Fianna Fáil’s spokesman on jobs, enterprise, and innovation, Billy Kelleher, has called for the establishment of a European Mortgage Market, which he said is critical to “levelling the playing field and ensuring that Irish consumers stop getting fleeced” by Irish banks.
He said this system would allow house buyers to secure a mortgage from outside of the nine financial lending institutions operating here.
“Why can’t Irish consumers secure their mortgage off a provider in the UK, France, or Germany?” the Cork North-Central TD asked.
Writing in today’s Irish Examiner, Mr Kelleher said: “It’s already incredibly difficult to save the deposit to get a mortgage. It’s taking young people and couples longer and longer to scrape it together. This extra financial cost to taking out a mortgage is not acceptable.
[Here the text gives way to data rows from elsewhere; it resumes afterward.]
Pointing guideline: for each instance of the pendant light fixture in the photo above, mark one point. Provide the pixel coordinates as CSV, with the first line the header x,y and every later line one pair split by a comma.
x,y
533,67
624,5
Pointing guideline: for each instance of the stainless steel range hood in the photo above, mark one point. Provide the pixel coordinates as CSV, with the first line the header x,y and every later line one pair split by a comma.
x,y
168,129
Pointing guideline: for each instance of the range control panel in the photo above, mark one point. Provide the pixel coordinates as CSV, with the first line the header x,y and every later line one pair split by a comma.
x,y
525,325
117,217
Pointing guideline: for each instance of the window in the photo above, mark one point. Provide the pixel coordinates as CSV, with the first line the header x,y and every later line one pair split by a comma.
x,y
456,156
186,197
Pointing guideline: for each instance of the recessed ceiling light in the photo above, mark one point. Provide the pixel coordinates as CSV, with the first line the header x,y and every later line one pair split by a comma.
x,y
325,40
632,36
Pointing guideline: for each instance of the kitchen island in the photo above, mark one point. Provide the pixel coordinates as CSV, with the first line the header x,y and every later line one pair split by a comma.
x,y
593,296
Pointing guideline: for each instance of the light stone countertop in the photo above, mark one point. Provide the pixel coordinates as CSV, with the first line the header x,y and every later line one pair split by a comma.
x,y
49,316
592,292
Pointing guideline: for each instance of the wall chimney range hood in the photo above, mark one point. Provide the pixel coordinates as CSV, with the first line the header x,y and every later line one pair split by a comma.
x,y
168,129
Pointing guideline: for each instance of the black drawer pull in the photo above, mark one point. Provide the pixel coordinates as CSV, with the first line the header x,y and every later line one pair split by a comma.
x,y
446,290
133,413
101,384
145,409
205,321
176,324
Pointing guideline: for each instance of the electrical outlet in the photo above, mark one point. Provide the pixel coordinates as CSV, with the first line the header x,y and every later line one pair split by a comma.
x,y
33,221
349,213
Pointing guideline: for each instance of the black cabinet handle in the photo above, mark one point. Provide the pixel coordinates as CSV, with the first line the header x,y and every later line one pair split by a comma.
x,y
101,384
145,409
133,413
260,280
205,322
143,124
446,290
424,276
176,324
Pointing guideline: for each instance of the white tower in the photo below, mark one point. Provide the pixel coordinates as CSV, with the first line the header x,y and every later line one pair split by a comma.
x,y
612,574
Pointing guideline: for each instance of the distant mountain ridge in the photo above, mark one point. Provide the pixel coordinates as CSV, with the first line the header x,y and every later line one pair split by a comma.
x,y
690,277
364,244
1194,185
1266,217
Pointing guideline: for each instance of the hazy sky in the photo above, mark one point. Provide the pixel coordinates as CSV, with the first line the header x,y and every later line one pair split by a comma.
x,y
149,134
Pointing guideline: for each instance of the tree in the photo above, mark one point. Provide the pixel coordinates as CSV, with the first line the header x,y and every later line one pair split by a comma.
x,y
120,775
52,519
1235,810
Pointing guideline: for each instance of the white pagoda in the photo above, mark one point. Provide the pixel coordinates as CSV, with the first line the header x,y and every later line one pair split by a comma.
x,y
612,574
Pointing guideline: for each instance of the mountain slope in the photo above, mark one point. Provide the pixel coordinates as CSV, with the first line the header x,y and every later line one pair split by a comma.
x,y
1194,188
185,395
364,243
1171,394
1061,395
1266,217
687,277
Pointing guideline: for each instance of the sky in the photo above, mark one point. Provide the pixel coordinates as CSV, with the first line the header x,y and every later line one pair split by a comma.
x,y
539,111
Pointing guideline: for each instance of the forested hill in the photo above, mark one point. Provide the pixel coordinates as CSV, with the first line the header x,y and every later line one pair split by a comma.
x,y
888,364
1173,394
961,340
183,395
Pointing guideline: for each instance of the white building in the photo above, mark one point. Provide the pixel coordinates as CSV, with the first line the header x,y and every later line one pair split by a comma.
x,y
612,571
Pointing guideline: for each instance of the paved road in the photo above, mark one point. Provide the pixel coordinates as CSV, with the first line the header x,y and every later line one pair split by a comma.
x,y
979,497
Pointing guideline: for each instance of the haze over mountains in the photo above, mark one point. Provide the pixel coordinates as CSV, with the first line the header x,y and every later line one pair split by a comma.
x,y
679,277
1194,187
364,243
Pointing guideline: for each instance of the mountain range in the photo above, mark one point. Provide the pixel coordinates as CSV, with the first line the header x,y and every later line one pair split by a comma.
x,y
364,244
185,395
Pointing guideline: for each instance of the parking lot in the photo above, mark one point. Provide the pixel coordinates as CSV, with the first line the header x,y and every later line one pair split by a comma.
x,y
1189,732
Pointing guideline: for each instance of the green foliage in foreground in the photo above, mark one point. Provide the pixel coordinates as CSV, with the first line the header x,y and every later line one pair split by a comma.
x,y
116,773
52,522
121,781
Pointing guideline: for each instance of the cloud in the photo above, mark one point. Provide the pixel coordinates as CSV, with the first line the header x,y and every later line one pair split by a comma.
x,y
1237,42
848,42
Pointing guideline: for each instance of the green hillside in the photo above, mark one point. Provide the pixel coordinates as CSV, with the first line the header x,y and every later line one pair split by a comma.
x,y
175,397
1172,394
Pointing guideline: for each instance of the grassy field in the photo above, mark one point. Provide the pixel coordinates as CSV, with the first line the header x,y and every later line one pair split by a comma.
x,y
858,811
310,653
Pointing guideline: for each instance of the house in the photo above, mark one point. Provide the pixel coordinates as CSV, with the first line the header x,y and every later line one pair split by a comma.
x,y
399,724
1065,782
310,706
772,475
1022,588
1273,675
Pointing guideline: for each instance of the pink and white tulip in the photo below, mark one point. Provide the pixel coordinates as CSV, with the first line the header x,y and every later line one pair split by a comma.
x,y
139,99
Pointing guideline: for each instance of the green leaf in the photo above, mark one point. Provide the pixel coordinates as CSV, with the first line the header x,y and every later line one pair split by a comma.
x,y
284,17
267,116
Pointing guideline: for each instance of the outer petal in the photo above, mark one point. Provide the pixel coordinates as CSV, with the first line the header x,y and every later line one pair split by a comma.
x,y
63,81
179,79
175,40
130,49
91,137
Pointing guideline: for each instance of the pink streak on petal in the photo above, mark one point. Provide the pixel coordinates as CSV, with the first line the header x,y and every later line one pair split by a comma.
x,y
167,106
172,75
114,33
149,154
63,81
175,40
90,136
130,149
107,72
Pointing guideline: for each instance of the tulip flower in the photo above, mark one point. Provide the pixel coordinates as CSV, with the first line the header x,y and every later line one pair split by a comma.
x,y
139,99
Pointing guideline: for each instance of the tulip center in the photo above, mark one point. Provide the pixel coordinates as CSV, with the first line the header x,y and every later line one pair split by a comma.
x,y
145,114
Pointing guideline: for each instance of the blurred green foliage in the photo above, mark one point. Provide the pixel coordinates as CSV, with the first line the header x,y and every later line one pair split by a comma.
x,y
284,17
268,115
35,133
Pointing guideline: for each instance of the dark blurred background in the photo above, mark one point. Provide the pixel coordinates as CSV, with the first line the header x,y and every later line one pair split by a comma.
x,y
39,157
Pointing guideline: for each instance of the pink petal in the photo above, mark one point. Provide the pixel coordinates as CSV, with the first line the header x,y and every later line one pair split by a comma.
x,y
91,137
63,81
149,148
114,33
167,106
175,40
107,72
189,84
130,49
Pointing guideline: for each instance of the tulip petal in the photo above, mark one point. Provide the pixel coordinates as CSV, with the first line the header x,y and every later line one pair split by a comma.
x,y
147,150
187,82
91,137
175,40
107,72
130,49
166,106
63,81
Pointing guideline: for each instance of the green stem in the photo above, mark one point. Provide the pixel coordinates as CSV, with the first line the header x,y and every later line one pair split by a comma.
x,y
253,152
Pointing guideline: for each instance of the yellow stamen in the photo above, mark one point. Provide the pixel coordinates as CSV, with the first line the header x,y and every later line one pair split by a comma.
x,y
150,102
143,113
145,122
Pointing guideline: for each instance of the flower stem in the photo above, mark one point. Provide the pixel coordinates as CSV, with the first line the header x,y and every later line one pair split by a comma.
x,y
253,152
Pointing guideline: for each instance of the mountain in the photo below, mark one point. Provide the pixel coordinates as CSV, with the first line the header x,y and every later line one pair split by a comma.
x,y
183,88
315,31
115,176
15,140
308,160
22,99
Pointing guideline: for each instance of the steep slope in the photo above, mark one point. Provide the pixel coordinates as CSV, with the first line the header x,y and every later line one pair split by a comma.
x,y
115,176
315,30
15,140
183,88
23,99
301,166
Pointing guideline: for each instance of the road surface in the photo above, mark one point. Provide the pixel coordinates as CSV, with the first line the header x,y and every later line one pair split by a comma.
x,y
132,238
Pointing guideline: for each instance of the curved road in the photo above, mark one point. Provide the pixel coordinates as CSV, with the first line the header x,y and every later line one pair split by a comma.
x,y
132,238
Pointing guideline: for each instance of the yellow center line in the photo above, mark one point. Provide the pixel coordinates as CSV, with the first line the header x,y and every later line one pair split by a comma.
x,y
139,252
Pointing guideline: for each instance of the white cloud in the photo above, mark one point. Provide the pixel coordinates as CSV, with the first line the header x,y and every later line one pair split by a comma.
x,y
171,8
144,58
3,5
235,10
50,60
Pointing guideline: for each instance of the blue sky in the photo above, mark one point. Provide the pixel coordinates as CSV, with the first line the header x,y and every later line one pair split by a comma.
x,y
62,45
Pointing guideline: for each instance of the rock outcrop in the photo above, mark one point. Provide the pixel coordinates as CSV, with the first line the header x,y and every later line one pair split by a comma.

“Fianna Fáil will work with its colleagues across Europe to deliver a mortgage market that is both fair and competitive. We’ll pressure the Irish Government to raise it at European Council level. Leaving it as is takes money out of all our pockets and that just isn’t on.”
The latest figures show there was a 34% year-on-year increase in new mortgage agreements in the 12 months to July, with the volume of new mortgage agreements amounting to €864m, bringing total new agreements to €7.7bn over the past 12 months.